1

I am trying to read Chinese characters from a UTF-8 encoded text file and storing them in variables. When I try to print them in console, it shows question marks in place of the characters.

    while(!fin.eof())
    {
        fin.get(c);
        appendCharacterToWord(currentWord, c);
    } 

(I am working in Windows and the code is in C++)

Kijewski
  • 25,517
  • 12
  • 101
  • 143
SvckG
  • 55
  • 2
  • 9
  • The Windows console can´t work with UTF8 (or any Unicode stuff) properly. Altough some things will work with tricks like cp65001 etc., it´s just buggy down to the core (including the C lib implementation of MS). – deviantfan Jul 02 '15 at 03:27
  • (see eg. https://social.msdn.microsoft.com/Forums/vstudio/en-US/e4b91f49-6f60-4ffe-887a-e18e39250905/possible-bugs-in-writefile-and-crt-unicode-issues?forum=vcgeneral what kind of problems happen with CP65001. This was reported 2010, and still... bug report marked as "not solvable") – deviantfan Jul 02 '15 at 03:37
  • Windows consoles were based on UCS2, effectively UTF-16 limited to the Basic Multilingual Plane.
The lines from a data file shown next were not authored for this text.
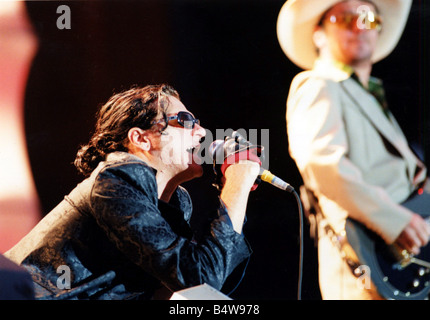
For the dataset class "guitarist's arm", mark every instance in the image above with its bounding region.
[396,213,430,254]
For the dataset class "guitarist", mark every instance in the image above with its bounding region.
[277,0,430,300]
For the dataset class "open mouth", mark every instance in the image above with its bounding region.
[186,145,200,154]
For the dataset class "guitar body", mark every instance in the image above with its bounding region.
[345,219,430,300]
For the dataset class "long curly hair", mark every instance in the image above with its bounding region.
[74,84,180,176]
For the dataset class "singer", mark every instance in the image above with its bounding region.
[6,85,260,300]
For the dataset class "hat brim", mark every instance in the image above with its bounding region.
[276,0,412,70]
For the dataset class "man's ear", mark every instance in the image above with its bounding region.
[128,128,151,151]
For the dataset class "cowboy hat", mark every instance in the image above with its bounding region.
[277,0,412,70]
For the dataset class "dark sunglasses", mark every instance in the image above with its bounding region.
[324,11,382,31]
[152,111,200,129]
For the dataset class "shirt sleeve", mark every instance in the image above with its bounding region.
[91,163,251,291]
[287,78,411,242]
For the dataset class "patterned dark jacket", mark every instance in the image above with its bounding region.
[6,152,251,299]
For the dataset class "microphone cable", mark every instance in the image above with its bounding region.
[291,189,304,300]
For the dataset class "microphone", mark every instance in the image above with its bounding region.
[208,140,294,193]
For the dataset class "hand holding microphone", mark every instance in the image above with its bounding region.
[209,131,294,192]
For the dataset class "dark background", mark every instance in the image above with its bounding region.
[25,0,429,300]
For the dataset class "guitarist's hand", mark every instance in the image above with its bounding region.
[396,214,430,255]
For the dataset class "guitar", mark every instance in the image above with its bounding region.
[344,203,430,300]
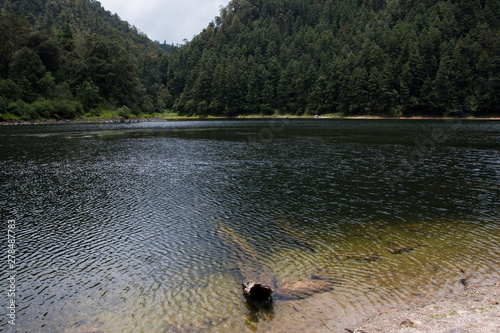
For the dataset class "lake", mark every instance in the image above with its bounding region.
[0,119,500,333]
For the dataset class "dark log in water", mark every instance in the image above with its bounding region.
[217,225,277,307]
[217,225,334,308]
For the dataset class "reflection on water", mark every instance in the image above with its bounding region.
[0,120,500,332]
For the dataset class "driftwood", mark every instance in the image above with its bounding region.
[217,225,334,307]
[217,226,277,306]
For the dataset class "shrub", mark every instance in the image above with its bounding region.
[118,106,132,119]
[31,100,59,119]
[54,99,83,119]
[8,101,39,120]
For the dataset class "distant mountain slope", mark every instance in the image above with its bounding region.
[0,0,168,119]
[167,0,500,115]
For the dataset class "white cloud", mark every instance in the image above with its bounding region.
[99,0,229,44]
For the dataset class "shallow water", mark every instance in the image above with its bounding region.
[0,120,500,332]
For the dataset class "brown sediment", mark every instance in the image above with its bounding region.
[348,283,500,333]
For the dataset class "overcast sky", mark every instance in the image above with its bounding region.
[99,0,229,44]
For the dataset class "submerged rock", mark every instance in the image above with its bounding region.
[337,252,380,262]
[275,280,333,300]
[387,243,414,254]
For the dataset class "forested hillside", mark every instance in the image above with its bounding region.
[0,0,500,119]
[171,0,500,116]
[0,0,172,119]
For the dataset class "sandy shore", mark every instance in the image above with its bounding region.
[345,283,500,333]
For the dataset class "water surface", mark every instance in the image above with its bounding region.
[0,120,500,332]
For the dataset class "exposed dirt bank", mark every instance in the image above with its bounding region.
[352,283,500,333]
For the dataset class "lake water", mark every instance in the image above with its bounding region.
[0,120,500,333]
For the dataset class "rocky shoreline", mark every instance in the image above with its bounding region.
[345,283,500,333]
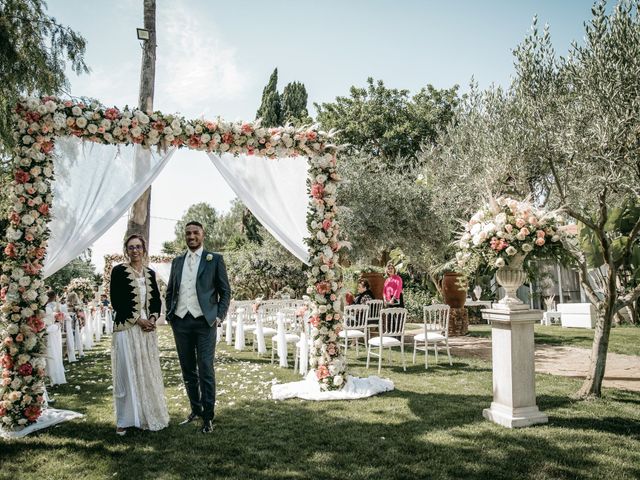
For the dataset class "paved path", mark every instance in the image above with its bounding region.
[449,336,640,392]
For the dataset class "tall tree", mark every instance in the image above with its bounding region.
[0,0,89,264]
[315,78,458,166]
[281,82,311,126]
[0,0,89,149]
[256,68,282,127]
[125,0,156,241]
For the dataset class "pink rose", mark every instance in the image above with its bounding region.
[316,365,329,380]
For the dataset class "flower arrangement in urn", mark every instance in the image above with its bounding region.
[456,197,575,307]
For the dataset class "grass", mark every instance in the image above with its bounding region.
[0,327,640,480]
[469,324,640,355]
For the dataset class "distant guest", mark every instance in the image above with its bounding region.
[382,263,404,308]
[353,278,374,305]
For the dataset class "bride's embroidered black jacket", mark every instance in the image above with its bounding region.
[109,264,162,332]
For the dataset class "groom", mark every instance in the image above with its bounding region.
[166,222,231,433]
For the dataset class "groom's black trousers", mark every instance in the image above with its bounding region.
[171,313,217,420]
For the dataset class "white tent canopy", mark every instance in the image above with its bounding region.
[44,137,309,278]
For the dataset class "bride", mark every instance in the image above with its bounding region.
[110,235,169,435]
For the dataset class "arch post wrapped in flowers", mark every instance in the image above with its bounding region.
[457,197,568,428]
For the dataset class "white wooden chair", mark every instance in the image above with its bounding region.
[365,300,384,344]
[413,305,453,368]
[338,305,369,357]
[367,308,407,373]
[271,308,300,369]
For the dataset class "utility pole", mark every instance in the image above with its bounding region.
[125,0,156,240]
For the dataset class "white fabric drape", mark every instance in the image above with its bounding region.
[209,153,309,263]
[43,137,175,278]
[149,262,171,284]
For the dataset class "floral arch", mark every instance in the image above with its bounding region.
[0,97,346,430]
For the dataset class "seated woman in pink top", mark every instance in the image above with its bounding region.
[382,263,404,308]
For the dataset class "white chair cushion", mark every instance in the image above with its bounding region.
[369,337,402,347]
[413,332,446,342]
[338,330,365,338]
[271,333,300,343]
[249,327,278,337]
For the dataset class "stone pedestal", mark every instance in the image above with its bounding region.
[482,304,549,428]
[449,307,469,337]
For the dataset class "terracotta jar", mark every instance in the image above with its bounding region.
[360,272,384,300]
[441,272,467,308]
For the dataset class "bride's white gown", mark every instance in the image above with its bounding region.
[111,278,169,431]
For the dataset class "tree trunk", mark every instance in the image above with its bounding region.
[125,0,156,240]
[576,264,616,398]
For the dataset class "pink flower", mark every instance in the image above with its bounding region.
[316,365,329,380]
[18,362,33,377]
[4,243,16,258]
[14,168,31,183]
[38,203,49,215]
[311,183,324,198]
[316,281,331,295]
[24,405,41,422]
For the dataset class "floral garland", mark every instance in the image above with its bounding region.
[456,197,574,274]
[0,97,345,429]
[306,149,350,390]
[67,277,95,302]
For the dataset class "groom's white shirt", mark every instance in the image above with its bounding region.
[176,247,203,318]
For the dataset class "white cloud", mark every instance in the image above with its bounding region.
[156,2,249,113]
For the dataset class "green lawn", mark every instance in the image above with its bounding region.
[469,324,640,355]
[0,327,640,480]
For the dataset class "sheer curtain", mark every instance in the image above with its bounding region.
[209,153,309,263]
[43,137,175,278]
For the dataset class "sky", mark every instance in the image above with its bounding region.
[48,0,593,271]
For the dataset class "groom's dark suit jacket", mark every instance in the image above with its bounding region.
[166,250,231,326]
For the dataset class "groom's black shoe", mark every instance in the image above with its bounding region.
[180,412,200,425]
[200,420,213,433]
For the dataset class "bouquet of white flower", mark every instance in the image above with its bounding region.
[456,197,576,274]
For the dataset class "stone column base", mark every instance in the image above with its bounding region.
[482,402,549,428]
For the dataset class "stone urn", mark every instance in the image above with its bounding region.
[493,255,529,310]
[360,272,384,300]
[440,272,467,308]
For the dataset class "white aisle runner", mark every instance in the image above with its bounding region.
[0,408,84,438]
[271,370,394,401]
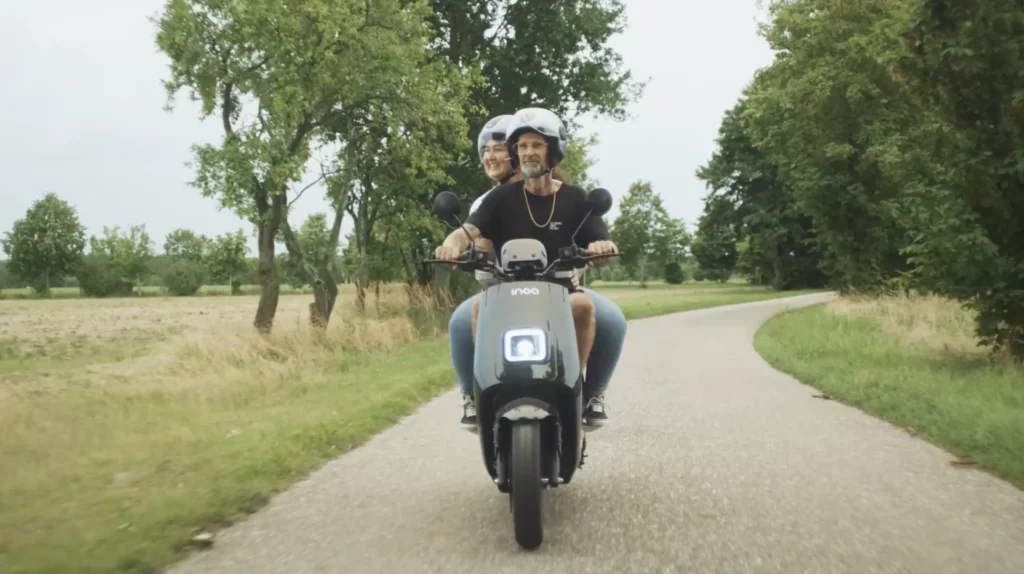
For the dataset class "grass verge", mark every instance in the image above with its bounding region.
[0,284,815,574]
[755,297,1024,488]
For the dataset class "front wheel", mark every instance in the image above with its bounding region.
[510,421,544,548]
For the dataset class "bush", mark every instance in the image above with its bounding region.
[693,266,732,283]
[665,261,686,285]
[75,253,134,297]
[163,259,206,297]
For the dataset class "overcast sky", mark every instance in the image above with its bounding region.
[0,0,772,256]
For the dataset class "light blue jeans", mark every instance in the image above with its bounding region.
[449,288,626,395]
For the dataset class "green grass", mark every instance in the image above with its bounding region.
[755,300,1024,488]
[0,340,452,574]
[0,284,312,300]
[0,283,815,574]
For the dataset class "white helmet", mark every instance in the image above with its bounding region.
[476,114,512,162]
[505,107,568,169]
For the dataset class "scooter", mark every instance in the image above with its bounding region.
[425,188,617,548]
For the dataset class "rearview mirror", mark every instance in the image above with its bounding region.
[434,191,462,224]
[587,187,611,217]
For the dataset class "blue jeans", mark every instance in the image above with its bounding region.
[449,288,626,395]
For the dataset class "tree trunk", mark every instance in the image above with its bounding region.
[253,193,285,334]
[253,226,281,333]
[309,268,338,328]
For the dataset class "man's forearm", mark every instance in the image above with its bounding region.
[444,223,480,251]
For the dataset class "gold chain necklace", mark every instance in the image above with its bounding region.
[522,183,558,229]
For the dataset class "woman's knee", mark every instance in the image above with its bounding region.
[569,293,596,320]
[588,291,626,337]
[449,297,476,334]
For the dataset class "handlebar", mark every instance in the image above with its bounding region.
[423,246,622,279]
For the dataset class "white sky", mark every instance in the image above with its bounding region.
[0,0,772,257]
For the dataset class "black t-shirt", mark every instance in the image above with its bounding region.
[466,181,610,282]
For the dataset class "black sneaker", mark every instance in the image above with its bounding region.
[583,391,608,427]
[460,395,477,433]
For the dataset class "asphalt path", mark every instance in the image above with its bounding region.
[171,295,1024,574]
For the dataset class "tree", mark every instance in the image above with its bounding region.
[325,51,469,307]
[888,0,1024,359]
[164,229,210,263]
[203,229,249,295]
[559,134,600,191]
[696,98,825,290]
[611,180,688,286]
[690,197,737,281]
[160,229,210,297]
[0,193,85,295]
[742,0,916,292]
[157,0,461,332]
[78,225,153,297]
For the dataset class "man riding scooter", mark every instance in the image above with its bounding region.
[435,108,625,425]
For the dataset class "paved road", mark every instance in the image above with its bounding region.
[167,296,1024,574]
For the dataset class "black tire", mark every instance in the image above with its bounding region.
[509,421,544,548]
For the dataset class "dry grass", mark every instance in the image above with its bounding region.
[827,294,988,356]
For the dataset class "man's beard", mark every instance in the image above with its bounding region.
[520,162,548,179]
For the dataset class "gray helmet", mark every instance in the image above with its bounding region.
[476,114,512,163]
[505,107,569,169]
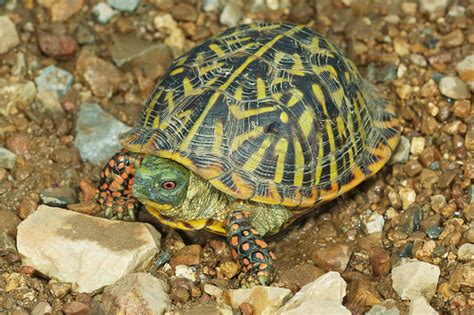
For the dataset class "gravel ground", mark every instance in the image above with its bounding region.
[0,0,474,314]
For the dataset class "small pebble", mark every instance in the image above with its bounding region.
[107,0,140,12]
[0,147,16,170]
[202,0,221,12]
[398,188,416,209]
[0,16,20,55]
[456,54,474,91]
[426,225,444,240]
[92,2,117,24]
[389,136,410,165]
[35,66,73,96]
[410,137,426,155]
[458,243,474,262]
[392,261,440,300]
[420,0,449,13]
[439,77,470,100]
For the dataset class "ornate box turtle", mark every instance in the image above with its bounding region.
[98,24,400,286]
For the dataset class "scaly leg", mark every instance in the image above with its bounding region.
[225,210,275,287]
[96,149,140,221]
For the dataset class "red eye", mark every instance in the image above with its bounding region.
[161,181,176,190]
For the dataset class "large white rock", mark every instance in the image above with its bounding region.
[0,16,20,55]
[392,261,440,301]
[100,272,171,315]
[225,286,291,315]
[278,271,351,315]
[17,205,161,292]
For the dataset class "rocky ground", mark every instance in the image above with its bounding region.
[0,0,474,314]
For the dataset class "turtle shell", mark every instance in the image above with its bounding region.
[121,23,400,211]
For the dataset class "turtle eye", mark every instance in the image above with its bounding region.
[161,181,176,190]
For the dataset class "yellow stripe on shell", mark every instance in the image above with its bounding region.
[293,137,304,187]
[183,78,196,96]
[326,120,338,182]
[242,137,272,173]
[212,119,224,156]
[288,54,304,76]
[312,65,337,78]
[179,25,303,151]
[234,85,244,101]
[275,138,288,183]
[198,62,224,76]
[311,83,329,117]
[170,67,184,75]
[298,108,314,139]
[286,89,303,107]
[230,126,264,152]
[257,78,267,99]
[209,44,225,57]
[314,132,324,185]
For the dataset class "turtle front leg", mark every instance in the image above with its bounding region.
[225,209,275,287]
[96,149,140,221]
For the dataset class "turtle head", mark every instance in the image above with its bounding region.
[132,155,189,215]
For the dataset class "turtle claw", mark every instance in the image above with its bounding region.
[96,150,139,221]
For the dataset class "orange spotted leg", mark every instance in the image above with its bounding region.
[225,210,275,287]
[96,149,140,220]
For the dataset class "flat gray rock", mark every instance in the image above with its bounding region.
[74,103,130,164]
[17,205,161,292]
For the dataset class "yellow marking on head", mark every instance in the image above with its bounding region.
[252,182,282,205]
[286,89,303,107]
[224,36,252,45]
[179,25,303,151]
[293,137,304,187]
[212,119,224,156]
[170,67,184,75]
[209,44,225,57]
[314,132,324,185]
[275,138,288,183]
[230,126,264,152]
[288,54,304,76]
[229,105,275,119]
[272,92,283,101]
[257,78,267,99]
[242,137,272,172]
[298,109,314,138]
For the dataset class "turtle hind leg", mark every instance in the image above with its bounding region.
[226,210,275,287]
[96,149,139,221]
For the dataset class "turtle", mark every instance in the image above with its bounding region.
[97,23,400,287]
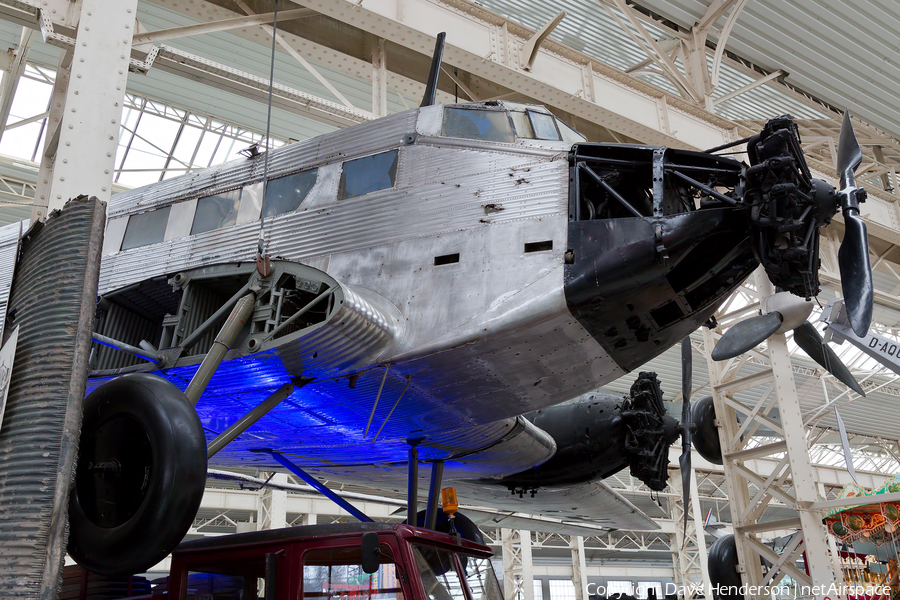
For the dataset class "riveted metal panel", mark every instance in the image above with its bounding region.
[0,233,18,332]
[0,198,105,598]
[109,110,417,217]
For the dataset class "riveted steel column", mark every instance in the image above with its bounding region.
[406,438,422,526]
[31,0,137,220]
[759,277,835,599]
[425,460,444,529]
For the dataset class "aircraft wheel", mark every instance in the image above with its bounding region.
[707,535,744,600]
[68,373,206,575]
[691,396,722,465]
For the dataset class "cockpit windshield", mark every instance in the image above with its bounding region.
[443,107,515,143]
[441,102,587,144]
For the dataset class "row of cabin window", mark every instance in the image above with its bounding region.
[120,150,397,250]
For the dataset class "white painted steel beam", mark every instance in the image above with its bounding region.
[133,8,316,46]
[572,535,590,600]
[32,0,137,222]
[146,0,733,148]
[0,27,34,146]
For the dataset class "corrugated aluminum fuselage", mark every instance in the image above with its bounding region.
[99,107,624,429]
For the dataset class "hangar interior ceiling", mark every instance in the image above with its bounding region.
[0,0,900,584]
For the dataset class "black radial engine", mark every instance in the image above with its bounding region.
[494,116,839,494]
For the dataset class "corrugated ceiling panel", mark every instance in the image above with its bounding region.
[640,0,900,136]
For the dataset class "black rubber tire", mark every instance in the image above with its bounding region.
[707,534,744,600]
[68,373,206,576]
[691,396,722,465]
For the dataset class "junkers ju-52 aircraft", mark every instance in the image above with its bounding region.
[29,35,872,573]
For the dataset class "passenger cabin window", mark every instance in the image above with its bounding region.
[191,189,241,235]
[338,150,397,200]
[556,119,587,144]
[262,169,319,218]
[121,206,171,250]
[442,107,515,143]
[527,110,560,141]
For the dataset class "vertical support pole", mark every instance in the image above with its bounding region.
[500,528,522,600]
[572,535,588,600]
[519,529,534,600]
[425,460,444,529]
[406,438,422,527]
[0,27,33,145]
[257,473,287,529]
[768,333,834,598]
[31,0,137,222]
[701,324,765,586]
[685,470,712,598]
[372,38,387,117]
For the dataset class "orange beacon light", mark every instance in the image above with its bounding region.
[441,488,459,515]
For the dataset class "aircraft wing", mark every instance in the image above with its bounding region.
[448,480,659,535]
[207,469,644,537]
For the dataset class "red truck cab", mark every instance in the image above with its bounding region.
[154,523,503,600]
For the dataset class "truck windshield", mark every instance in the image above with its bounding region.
[303,546,403,600]
[413,544,503,600]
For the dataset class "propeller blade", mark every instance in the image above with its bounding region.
[838,108,862,189]
[834,408,859,485]
[838,210,875,337]
[712,312,784,360]
[678,336,694,541]
[794,321,866,396]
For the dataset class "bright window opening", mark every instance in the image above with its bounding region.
[262,169,319,218]
[191,189,241,235]
[528,110,559,141]
[338,150,397,200]
[443,108,515,143]
[122,206,170,250]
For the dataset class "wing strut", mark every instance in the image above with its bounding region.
[269,450,374,523]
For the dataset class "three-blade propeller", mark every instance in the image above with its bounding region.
[712,111,874,396]
[837,110,875,337]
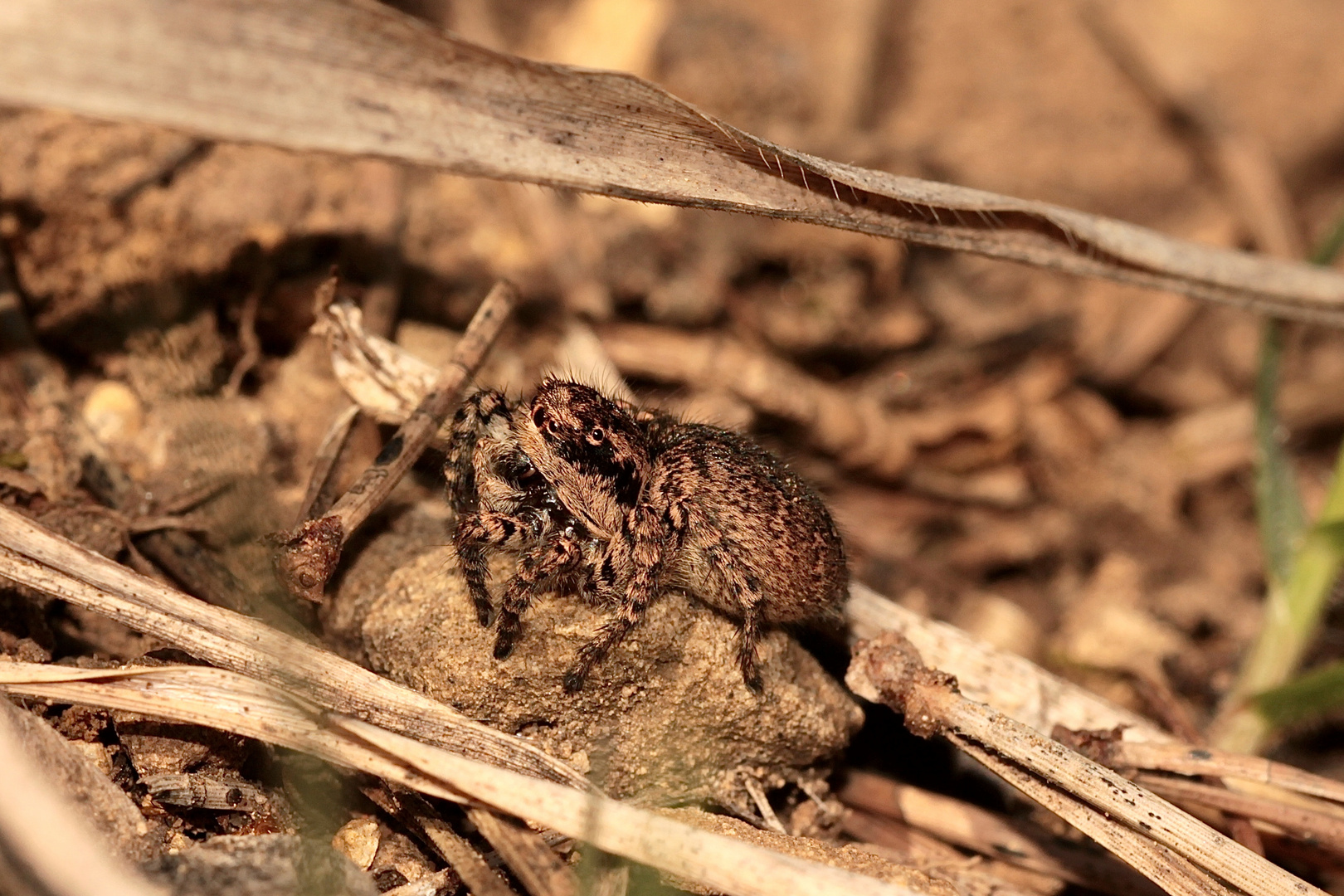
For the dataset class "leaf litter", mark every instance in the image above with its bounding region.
[0,0,1344,892]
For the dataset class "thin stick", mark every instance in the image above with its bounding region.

Not all Chinese characters are in the BMP, and so cannot be displayed by default *even when you do things correctly*. It also depends on the font. That said, in May I finally had enough of these questions about displaying characters in Windows, and wrote up [a FAQ-like item about how to do it](http://stackoverflow.com/questions/30197758/how-can-i-make-unicode-iostream-i-o-work-in-both-windows-and-unix-land). Due to the Chinese aspect this question isn't an exact duplicate, but nearly. – Cheers and hth. - Alf Jul 02 '15 at 03:37
  • Thanks. I will check the links. – SvckG Jul 02 '15 at 06:11

0 Answers0